自衛隊で使う「色」って何が基準?自衛隊の色の規格色々

自衛隊で使う「色」って何が基準?自衛隊の色の規格色々

OD色や迷彩色など、自衛隊で使われる様々な塗装の「色」

色を指定するには、様々な規格・指定法がありますが、自衛隊で使っている色は一体何を基準に決められているのか。

今回は自衛隊で使う「色」のお話です。



防衛省規格・Z8201E

防衛省で使われる色の基準を定めたものの一つが、防衛省規格Z8201Eと呼ばれる規格です。

例えば陸上自衛隊の車両などで使用されている「OD色」は上記のように色番号1314・2314・3314と指定されています。

ちなみに基準値(色記号)と書かれているのは「マンセル値」と呼ばれる色の指定方法です。

「色番号」と書かれた4桁の番号には読み方があり

1桁目・・・ツヤの有無

  1. ツヤ有り
  2. 半ツヤ
  3. ツヤ無し

2桁目・・・色相系

  1. 赤系
  2. 黄赤系
  3. 黄系
  4. 緑系
  5. 青系
  6. 茶色系
  7. 灰色系
  8. 白・黒
  9. 金属色

3桁目以降は、その色の固有の番号となります。

OD色の場合にはツヤ有り・半ツヤ・ツヤ無しのいずれかで、黄系の14番という読み方です。

この色番号で指定されているもので、OD色の他に代表的なものとしては「護衛艦の塗装」があります。

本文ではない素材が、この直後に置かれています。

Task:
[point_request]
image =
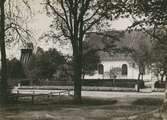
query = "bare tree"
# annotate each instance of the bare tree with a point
(73, 19)
(8, 21)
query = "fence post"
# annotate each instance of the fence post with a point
(33, 94)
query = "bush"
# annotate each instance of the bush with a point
(127, 83)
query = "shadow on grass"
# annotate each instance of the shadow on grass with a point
(149, 101)
(54, 103)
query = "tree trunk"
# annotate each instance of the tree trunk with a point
(77, 76)
(4, 85)
(138, 89)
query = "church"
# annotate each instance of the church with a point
(119, 66)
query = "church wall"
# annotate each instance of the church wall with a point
(132, 71)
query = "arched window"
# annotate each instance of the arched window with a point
(124, 69)
(101, 69)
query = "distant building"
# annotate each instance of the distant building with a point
(119, 66)
(116, 65)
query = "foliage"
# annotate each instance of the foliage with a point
(15, 69)
(44, 65)
(73, 19)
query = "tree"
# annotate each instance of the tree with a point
(4, 85)
(159, 56)
(15, 69)
(8, 20)
(91, 60)
(73, 19)
(45, 64)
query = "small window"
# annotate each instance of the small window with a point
(101, 69)
(124, 69)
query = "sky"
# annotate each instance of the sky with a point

護衛艦の外舷塗装は、この規格における「灰色(2)2704」となっています。
(防衛省仕様書DSP・K5204F・艦船外げん用フタル酸樹脂エナメル、DSP・K5221・艦船用ウレタン樹脂系上塗り塗料など、艦艇用塗装の調達仕様書より)

なお甲板については同規格の2705・暗灰色です。

米国規格による指定

では、自衛隊の装備が全てこの防衛省規格に則っているのかというと、そう一筋縄でもいきません。

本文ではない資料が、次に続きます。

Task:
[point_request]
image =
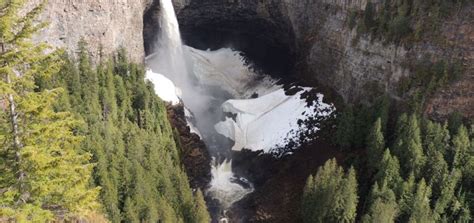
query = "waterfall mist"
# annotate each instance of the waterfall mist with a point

海上自衛隊で使用されている哨戒機P-1、この塗装は『グレイ(ツヤ有り)15526』と指定されています。

しかし先ほどの防衛省規格は4桁の番号、この5桁の番号は何処から・・・?

実はこの色番号、AMS STANDARD 595(旧Federal Standard595)という米国の規格に基づく色番号なのです。

海上自衛隊の航空機は、この米国規格に基づく色指定が多用されており、例えばUS-2飛行艇の青い部分の塗装は『ダークブルー(つや消し)35045』

SH-60Kヘリコプターは『グレイ (ツヤ消し)36495』や『アンティンドホワイト(ツヤ消し)37925』などと指定されています。
(SH-60JとSH-60Kで塗装色は同じものを指定)

民間規格による指定

自衛隊の調達では、これらの規格と併せて民間規格による指定も存在します。

例えばF-35飛行隊に受け継がれた、第302飛行隊のオジロワシマーク。

この仕様は百里LPS-B992306という仕様書で定められていますが、その色については

  • 白:DIC F26
  • 黒:DIC 582
  • 黄:DIC 166(下地に白)
  • 赤:DIC 235(下地に白)
  • 青:DIC 433(下地に白)

と規定されています。

これらは塗料メーカーとして有名なDIC株式会社(旧:大日本インキ)の色番号です。

その他にはゲートガード(基地内に展示されている退役機)の塗装に際して、日塗工の塗料番号で指定されている事例なども存在します。

また消防車両などにおいて「契約の相手方の仕様による赤色」、すなわちメーカー側で「赤」と定める色で納品しても良いという仕様書も。

民生品などをほぼそのまま使用しているものは、防衛省規格の塗装ではなく、民間規格が用いられる傾向が強いようです。

戦闘機の色は?

塗装というとやはり気になる方が多いのは「戦闘機」のカラーリングかと思います。

航空自衛隊の戦闘機に使われている色を知ることが出来るのか?

結論を言ってしまうと「正確なことは分からない」のが現状です。

航空自衛隊の航空機に用いられる塗装は『航空自衛隊所属航空機の標識、マーキング及び外面塗装の基準』という文書により管理されていますが、この文書の管理番号が『J.T.O 1-1-4』

J.T.Oは『技術指令書』、自衛隊内部でのマニュアルにあたる文書の為、一般には公開されていないのです。

ただし航空機用の塗料として『DSPK5311F・航空機用アクリルラッカーエナメル(つや有)』などの資料は色番号と共に公開されていることから「自衛隊で使われている航空機用の塗料」の情報を探ることは可能です。

あとは実際の色に近いものをリストの中から選んでいけば「近い色」は再現することが出来るかもしれません。